Want to buy a foreclosure? See how real estate expert Tara-Nicholle Nelson helped one client through the process.
By: Tara-Nicholle Nelson

Once upon a time, I would meet a new buyer client and when I asked them what they wanted in a home, they would say something like, “3 bedrooms, 2 baths, a 2 car garage,” and so forth. That has totally changed. More often than not, these days, my homebuyers say something to the effect that, “I want to buy a foreclosure.” As I did with the home-obsessed buyers of a few years ago, my first task with today’s foreclosure-fascinated folks is to drill down into the desire to buy a foreclosure and get clear on what lies beneath, so they can have a drama-free (well, less dramatic, anyway) experience of buying and owning their home.

The Client.
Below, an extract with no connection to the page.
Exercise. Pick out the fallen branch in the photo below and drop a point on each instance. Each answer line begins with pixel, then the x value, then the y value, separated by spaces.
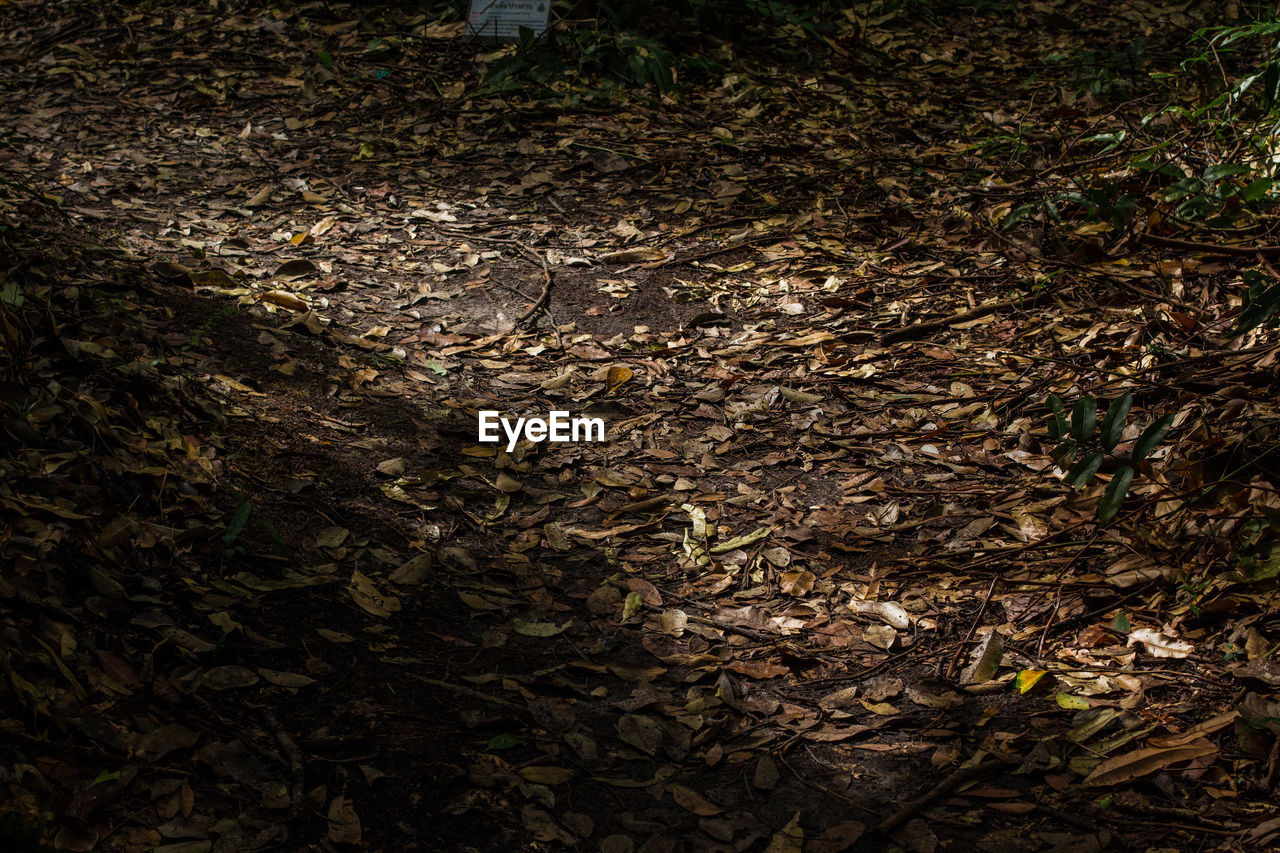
pixel 922 329
pixel 1210 249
So when a new client recently insisted that he absolutely only wanted to see bank-owned homes because he didn’t want to pay “retail,” I was anxious to expand his realm of prospective properties by jumping right into this issue. I asked what he was really looking for, a foreclosure or a great value for his money? He was crystal clear that he really wanted to feel that he was getting maximum bang for his homebuying buck -- that was the whole point of buying now.

First off, I said, there’s nothing inherent about a foreclosure that means that it’s a steal or otherwise more desirable than a non-foreclosure. Banks are just as likely to price their properties unrealistically as individual sellers, and individuals can be easier to negotiate with. Now, most of the homes on the market in your price range are bank-owned homes, so we do need to be prepared for what those transactions will look like and for you to be attractive (as a buyer) to a bank-seller! But some are and some aren't good deals -- it just depends on the particular property.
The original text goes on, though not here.